Years later, it was learned that HFA was paying only a portion of those licenses. The Agency was ultimately sold — leaving Spotify with an even bigger liability nightmare. All of which prompted another meeting with Boss Israelite.
(NMPA’s David Israelite has denied this sequence of events. “HFA did not ‘create’ any of these problems,” Israelite told DMN back in July. “They are not liable, and they are not the infringer.”)
Fast-forward to January of 2018, and critics are charging that ‘HFA II’ is now being constructed — with devious intent.
That’s where this whole thing gets even sneakier, according to critics. According to one clause of the Music Modernization Act, any funds collected by ‘HFA II’ and not claimed automatically revert those properly registered. In fact, the unclaimed money is simply divided by publishing marketshare, even if it involves someone else’s songs.

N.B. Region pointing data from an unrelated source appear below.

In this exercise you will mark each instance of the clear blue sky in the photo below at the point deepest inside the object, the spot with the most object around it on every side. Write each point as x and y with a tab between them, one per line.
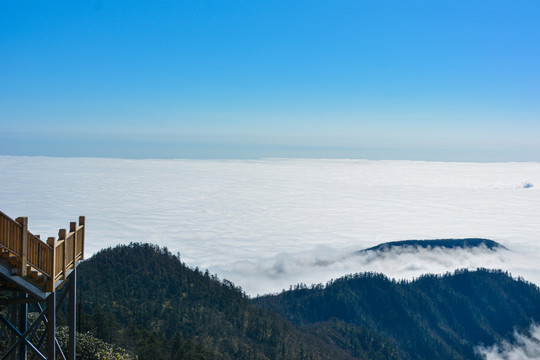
434	80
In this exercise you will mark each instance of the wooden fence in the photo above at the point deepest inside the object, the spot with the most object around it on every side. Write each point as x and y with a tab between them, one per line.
48	261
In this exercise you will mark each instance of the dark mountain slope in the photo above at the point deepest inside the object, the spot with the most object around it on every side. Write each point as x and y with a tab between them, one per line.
441	317
143	298
444	243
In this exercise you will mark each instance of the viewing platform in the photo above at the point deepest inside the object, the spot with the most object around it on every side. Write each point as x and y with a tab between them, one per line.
32	272
33	264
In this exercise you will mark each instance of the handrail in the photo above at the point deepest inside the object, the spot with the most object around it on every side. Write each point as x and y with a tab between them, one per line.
53	259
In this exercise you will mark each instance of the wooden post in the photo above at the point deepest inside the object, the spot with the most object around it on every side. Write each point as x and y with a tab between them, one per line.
24	251
62	236
82	222
52	243
73	229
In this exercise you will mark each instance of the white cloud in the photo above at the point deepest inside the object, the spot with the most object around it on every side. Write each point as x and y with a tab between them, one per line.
524	347
265	224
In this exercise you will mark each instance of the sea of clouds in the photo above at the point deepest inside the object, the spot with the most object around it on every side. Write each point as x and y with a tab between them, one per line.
523	347
267	224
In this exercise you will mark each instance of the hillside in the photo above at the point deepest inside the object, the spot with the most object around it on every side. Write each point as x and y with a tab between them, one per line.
143	298
442	317
443	243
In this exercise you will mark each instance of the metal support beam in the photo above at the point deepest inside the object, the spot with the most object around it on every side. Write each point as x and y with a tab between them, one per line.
72	351
51	326
23	326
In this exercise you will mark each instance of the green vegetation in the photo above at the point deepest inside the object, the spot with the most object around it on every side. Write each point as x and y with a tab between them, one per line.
144	299
442	317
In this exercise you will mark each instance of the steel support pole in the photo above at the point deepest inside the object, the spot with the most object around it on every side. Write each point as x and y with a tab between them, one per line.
23	326
51	326
72	351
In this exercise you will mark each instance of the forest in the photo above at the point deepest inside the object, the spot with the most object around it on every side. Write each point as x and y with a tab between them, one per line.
141	301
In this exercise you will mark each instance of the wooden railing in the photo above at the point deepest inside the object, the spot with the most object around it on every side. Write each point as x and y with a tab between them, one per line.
51	260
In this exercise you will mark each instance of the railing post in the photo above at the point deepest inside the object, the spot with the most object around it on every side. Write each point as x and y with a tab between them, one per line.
24	251
62	236
73	229
52	243
82	222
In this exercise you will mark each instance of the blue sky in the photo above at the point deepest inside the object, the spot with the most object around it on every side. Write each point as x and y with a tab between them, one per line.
456	80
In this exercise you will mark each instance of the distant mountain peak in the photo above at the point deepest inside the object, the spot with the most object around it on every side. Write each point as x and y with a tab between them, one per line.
440	243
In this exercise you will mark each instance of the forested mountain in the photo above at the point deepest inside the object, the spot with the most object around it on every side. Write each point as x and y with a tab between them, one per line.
441	317
443	243
143	298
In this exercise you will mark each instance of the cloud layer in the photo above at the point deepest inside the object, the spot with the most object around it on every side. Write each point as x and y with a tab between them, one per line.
525	347
265	224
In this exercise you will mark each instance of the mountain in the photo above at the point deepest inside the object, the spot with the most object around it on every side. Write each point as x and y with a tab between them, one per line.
443	317
445	244
144	299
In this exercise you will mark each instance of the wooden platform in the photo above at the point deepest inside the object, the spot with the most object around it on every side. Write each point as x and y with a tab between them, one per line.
37	266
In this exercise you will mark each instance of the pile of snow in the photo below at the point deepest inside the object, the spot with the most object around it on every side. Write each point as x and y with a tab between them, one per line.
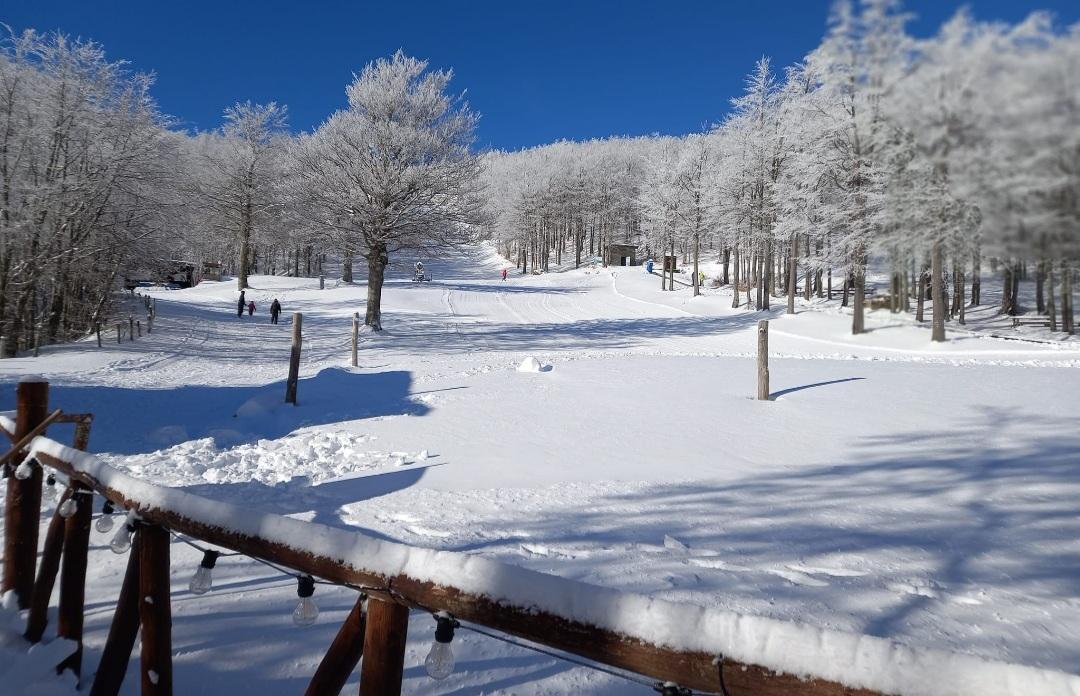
316	455
531	364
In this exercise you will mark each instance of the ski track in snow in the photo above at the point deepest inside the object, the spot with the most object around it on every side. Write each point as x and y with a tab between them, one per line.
923	493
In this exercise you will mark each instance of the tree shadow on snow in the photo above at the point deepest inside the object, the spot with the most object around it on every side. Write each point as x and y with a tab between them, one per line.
137	420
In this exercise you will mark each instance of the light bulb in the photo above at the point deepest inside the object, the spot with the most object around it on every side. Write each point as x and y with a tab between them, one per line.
306	611
203	578
104	523
122	541
440	660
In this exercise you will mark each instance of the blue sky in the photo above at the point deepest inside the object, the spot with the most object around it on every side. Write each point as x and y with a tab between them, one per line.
537	71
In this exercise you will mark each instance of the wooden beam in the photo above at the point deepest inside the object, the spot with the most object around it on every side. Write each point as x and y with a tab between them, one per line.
23	503
342	656
122	632
383	648
690	669
156	615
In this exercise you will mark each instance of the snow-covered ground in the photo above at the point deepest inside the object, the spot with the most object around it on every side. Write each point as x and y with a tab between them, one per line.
926	493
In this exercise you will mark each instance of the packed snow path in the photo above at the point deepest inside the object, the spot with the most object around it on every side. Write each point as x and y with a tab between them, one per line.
923	493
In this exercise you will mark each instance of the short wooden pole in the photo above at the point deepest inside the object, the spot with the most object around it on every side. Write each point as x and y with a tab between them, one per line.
156	615
122	632
73	575
46	575
343	654
763	360
355	337
23	503
383	648
294	359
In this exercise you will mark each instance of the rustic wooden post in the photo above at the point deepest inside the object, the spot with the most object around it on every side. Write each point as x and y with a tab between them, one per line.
343	654
763	360
383	648
46	575
156	615
355	337
73	575
122	632
23	506
294	359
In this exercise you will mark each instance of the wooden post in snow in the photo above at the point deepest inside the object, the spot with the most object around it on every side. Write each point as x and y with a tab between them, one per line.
46	575
763	360
355	337
23	503
156	615
343	654
294	359
380	673
124	628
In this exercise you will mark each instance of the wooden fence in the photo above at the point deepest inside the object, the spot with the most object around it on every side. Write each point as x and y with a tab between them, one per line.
375	629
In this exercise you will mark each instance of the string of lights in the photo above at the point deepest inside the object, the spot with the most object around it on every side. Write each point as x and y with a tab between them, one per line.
440	660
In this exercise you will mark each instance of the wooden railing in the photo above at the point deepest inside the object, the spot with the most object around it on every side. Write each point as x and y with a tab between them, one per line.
375	629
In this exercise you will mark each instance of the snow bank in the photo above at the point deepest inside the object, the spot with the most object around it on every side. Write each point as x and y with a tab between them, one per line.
531	364
856	660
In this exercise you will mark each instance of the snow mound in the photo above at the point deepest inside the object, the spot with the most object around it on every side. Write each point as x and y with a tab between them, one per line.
531	364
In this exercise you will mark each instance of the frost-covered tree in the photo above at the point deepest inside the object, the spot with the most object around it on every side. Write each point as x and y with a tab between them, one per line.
394	171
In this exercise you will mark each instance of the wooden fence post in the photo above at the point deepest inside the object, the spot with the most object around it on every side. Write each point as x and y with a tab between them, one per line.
355	336
156	615
46	575
387	629
763	360
343	654
294	359
122	632
23	507
73	575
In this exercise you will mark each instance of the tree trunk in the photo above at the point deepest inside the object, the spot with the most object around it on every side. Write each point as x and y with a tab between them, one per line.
793	273
936	271
377	261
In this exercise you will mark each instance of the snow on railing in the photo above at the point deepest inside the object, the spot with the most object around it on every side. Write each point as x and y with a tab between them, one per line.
662	639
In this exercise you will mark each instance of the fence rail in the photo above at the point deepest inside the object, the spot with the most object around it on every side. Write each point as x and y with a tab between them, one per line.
352	559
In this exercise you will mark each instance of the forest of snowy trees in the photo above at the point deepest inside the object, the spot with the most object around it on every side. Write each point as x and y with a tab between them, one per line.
940	159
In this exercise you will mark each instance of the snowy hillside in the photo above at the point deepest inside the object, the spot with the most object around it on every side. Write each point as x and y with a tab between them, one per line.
922	493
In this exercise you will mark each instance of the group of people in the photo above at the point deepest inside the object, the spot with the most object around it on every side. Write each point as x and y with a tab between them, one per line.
244	305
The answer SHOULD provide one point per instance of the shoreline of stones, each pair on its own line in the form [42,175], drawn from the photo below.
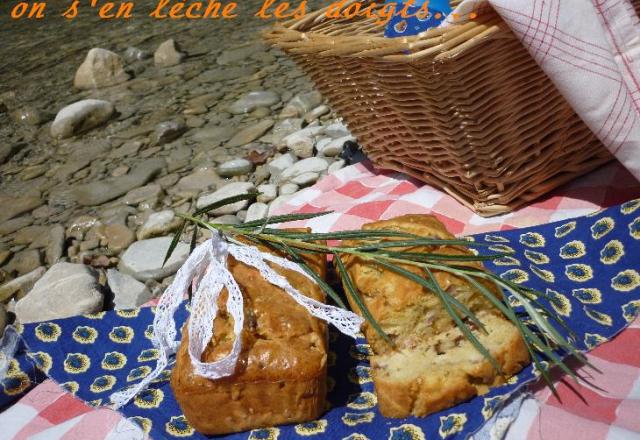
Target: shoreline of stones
[110,254]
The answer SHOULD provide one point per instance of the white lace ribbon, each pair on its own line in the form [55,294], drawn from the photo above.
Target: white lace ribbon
[206,269]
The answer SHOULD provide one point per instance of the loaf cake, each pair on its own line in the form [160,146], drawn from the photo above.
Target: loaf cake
[281,373]
[431,366]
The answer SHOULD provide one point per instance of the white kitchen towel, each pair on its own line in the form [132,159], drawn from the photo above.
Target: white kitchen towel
[591,51]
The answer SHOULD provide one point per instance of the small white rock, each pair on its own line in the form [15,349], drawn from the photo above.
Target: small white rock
[144,259]
[316,113]
[234,167]
[252,100]
[279,164]
[336,130]
[312,164]
[302,103]
[101,68]
[80,116]
[128,292]
[335,147]
[337,165]
[65,290]
[229,190]
[300,143]
[158,223]
[268,192]
[168,54]
[279,201]
[305,179]
[288,189]
[256,211]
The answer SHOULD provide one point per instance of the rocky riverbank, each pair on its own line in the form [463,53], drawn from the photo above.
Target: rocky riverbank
[104,139]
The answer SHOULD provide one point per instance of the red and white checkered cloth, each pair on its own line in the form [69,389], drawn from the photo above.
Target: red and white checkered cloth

It’s an arrangement that works perfectly for those sophisticated enough to receive it. Including every single NMPA member.
But even better: ‘HFA II’ gets the NMPA back into the mechanical licensing market, an area they once controlled through HFA (which they sold). “When the NMPA sold HFA, they lost complete control over the mechanical royalty market,” one publishing executive explained.
“Now, [the NMPA] wants that control back, as well as any other financial benefit it can get for its members. So they proposed the Music Modernization act (MMA).”
Actually, under MMA, the updated royalty database system would be built by the streaming platforms themselves. But critics of the bill are wondering why a system has to be reconstructed all over again.
More urgently, they’re wondering why Spotify will still be permitted to play songs that don’t have the proper registration information — especially since that money ultimately flows back to the NMPA.
Of course, players like Wixen aren’t happy with any of that. But indie songwriters are also taking note. That includes George Johnson, who recently penned a letter to Representative Doug Collins, an original sponsor of the bill. “The fact that [MMA] takes away the right to sue for copyright infringement should tell you this is not a songwriter friendly bill,” Johnson wrote.
“But David Israelite and Bart Herbison are not songwriters. Only a lobbyist and a former DOJ attorney (who has consent decrees against us).”
Now, the question is what happens to several massive lawsuits filed before the January 1st cut-off date. And, a torrent of suits that could be ahead — regardless of what the Music Modernization Act states.